If you know anything about Google, you probably know that when they recently became Alphabet, their moonshot projects and a few other departments got their own sub-companies. This includes Google Life Sciences, whose main focus is the development of bioresponsive tech. This department announced they are joining forces with the American Heart Association to change the direction of heart disease research by backing and directing novel studies. The way they plan to do this is by pumping $25 million each, or $50 million total over the course of 5 years.
Heart disease is responsible, statistically, for one in three deaths worldwide and current research methods, normally backed by smaller piecemeal capital investments, have been doing quite well, but have so far failed to venture far enough off the reservation to turn up many new developments, instead offshooting or deepening old research. Together, Google and AHA are throwing $50 million over the course of five years into one team tasked with innovative new research, with the end goal of giving medical science a deeper and richer look at cardiovascular disease in particular, by exploring it from new viewpoints. This giant investment is the largest one-time research investment in the history of the American Heart Association.

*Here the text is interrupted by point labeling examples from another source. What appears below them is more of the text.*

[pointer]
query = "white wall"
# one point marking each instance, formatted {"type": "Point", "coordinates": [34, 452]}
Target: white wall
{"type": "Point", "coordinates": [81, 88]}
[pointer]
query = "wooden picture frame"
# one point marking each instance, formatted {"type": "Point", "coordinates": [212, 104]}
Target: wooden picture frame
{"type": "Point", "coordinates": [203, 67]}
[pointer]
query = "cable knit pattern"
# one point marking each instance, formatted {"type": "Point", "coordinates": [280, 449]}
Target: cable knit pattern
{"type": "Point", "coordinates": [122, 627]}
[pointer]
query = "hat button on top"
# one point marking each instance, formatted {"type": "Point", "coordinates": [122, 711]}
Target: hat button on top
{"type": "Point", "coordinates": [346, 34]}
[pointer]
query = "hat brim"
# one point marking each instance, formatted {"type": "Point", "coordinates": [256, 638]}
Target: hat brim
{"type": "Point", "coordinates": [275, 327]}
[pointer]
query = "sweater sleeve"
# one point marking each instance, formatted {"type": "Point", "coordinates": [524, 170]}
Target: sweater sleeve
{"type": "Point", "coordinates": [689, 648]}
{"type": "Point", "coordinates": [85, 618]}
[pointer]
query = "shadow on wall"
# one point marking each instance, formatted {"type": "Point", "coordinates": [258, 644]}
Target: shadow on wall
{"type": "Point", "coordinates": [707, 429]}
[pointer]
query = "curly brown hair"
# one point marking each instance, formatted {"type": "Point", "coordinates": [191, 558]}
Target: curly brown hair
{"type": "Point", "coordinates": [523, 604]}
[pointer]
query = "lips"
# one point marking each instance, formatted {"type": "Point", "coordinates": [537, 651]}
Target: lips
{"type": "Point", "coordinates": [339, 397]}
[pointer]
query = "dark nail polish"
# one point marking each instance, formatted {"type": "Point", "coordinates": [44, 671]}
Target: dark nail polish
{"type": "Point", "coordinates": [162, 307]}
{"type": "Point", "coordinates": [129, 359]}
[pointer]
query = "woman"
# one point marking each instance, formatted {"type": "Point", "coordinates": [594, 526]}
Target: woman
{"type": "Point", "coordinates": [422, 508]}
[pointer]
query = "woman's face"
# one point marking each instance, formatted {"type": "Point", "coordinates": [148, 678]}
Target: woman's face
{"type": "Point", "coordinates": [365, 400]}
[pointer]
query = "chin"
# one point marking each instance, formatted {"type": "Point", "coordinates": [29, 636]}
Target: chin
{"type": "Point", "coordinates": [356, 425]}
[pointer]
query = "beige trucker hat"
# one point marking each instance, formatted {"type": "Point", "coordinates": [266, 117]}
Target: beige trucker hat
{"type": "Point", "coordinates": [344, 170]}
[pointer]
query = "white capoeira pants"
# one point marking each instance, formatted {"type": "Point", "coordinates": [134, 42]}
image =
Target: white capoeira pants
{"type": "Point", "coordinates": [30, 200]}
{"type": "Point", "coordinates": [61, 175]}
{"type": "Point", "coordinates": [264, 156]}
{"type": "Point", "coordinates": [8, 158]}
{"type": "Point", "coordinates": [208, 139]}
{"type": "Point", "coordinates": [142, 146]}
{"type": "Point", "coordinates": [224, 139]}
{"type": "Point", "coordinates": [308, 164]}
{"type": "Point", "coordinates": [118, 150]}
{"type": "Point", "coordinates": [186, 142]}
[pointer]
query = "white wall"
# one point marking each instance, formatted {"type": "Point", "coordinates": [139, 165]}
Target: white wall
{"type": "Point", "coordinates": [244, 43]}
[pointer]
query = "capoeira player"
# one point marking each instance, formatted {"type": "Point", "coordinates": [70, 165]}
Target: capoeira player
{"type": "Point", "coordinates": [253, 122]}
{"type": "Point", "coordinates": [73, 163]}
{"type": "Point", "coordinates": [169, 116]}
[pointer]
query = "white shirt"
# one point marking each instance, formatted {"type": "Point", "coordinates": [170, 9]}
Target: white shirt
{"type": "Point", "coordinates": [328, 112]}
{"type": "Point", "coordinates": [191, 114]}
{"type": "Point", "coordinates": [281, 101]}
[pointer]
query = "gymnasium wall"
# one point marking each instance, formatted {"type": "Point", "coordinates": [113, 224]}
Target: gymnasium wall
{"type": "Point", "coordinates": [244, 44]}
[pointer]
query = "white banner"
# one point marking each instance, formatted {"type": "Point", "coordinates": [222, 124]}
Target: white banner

At some point in early 2016, the plan is for Google Life Sciences and the American Heart Association to hold a meeting to appoint a team leader and discuss how to proceed with the project. In a general sense, the team leader is tasked with designing the program, getting a team together and providing strategic oversight during the course of the program. A cardiologist would be preferred, but Google Life Sciences and the American Heart Association have said any background may do, if it’s just the right person. This collaboration will be overseen and advised throughout the process by Google Life Sciences and the American Heart Association, giving the research team more access to and integration with the newest technology than ever before. Groups that have never come together on the issue before, like engineers, researches, designers and some of the top medical and technical minds of our time, are set to tackle this issue together with Google Life Sciences and the American Heart Association’s blessing.